2011-06-26 17:48:36 | 映画(洋画 99年以前)
映画「エリザベス」は16世紀のイングランド女王エリザベス一世の女王創成期を描く。英国国教会を築いたヘンリー8世と、侍女アン・ブーリンとの間に生まれたエリザベスが女王になる時から、独身を決意して統治にあたろうとする姿を描く。ケイトブランシェットが好演、それを芸達者のジェフリーラッシュや「恋におちたシェイクスピア」で好演したジョセフファインズが支える。ヘンリ8世の離婚問題があるだけに世界史の中でもおもしろい場面で、何度も取り上げられてきた題材だ。



16世紀の英国史を振り返る。1534年自身の離婚問題でローマ教皇との関係が悪くなり、ヘンリ8世は首長法を発令して、自らイギリス国教会の首長を宣言した。カトリックから独立したのだ。1517年のマルティンルターの「九十五カ条の論題」以降プロテスタントの動きが欧州で活発になっていた。しかし、ヘンリ8世死去以降のイギリスではなおも旧教・カトリックと新教・プロテスタントの勢力争いは続いていた。
そして映画は1554年に始まる。ヘンリ8世の子である女王メアリー1世はカトリックを復活しプロテスタントを弾圧した。スペイン王であるフェリペ2世と結婚したにもかかわらず彼と会う機会はめったになかった。ヒステリックになっていた。
一方でヘンリ8世が侍女アン・ブーリンに産ませたエリザベスことケイト・ブランジェットは異母姉妹のメアリ1世にいじめられていた。ロンドン塔に投獄されてしまう。メアリー1世はフェリペ2世との子ができたのでは?と想像妊娠をするが、結局は子宮の病気だった。そのまま他界した。1558年、エリザベスに王位が継承される。新しい女王に、フランスのアンジュー公やスペイン王との結婚話が持ち上がる。エリザベスは恋人のロバートことジョセフ・ファインズと逢い引きを重ねていた。国内の財政は苦しく、スコットランドとの戦争にも敗れたイングランドの状態はよくなかった。エリザベスは新教派の重鎮ことジェフリー・ラッシュを味方につけ、国を新教に統一することを決定した。これを怒ったローマ法王は英国に密使を送るが。。。。

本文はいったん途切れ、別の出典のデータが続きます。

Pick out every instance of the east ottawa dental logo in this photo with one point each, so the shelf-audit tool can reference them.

視線をいろんな人物におきながら、16世紀のイギリスは題材になっている。ナタリーポートマンがエリザベスの母であるヘンリ8世の侍女アンブーリンを演じた映画はまだ最近の話だ。

トマスモアをメインにしたオスカー作品「わが命つきるとも」もある。「エリザベス」では父ヘンリ8世は出てこない。彼が亡くなった後という前提で、エドワード6世も出てこない。メアリー1世の王位時代から描かれる。メアリ1世はここではまさに嫌な女として描かれる。政略結婚でスペインのフェリペ2世と一緒になったにもかかわらず、年下の彼は別の女に手を出してメアリ1世の前には姿を現さない。メアリはかわいそうな存在ではあるが、ここではいじめ役として描かれる。
エリザベスは新教徒として異端な身で、あやうく処刑になりそうになる。そういう深刻な場面もあるが、どちらかというと自由奔放な存在だったエリザベスを描いている。そこがいい。それを描くためか恋人にジョセフファインズを持ってきたのは適切だったろう。軟派の匂いがする彼を持ってきたことで、色彩が柔らかくなる。「恋におちたシェイクスピア」と同じ効果だ。
同時にフランスのアンジュー公の軟派ぶりも見モノだ。

おもしろい題材であるが、どうしても近世までの映画はタッチが暗くなる。まだ暗黒の中世から抜けきっていない。争い事すべてに宗教がからんでくる。いやな時代だ。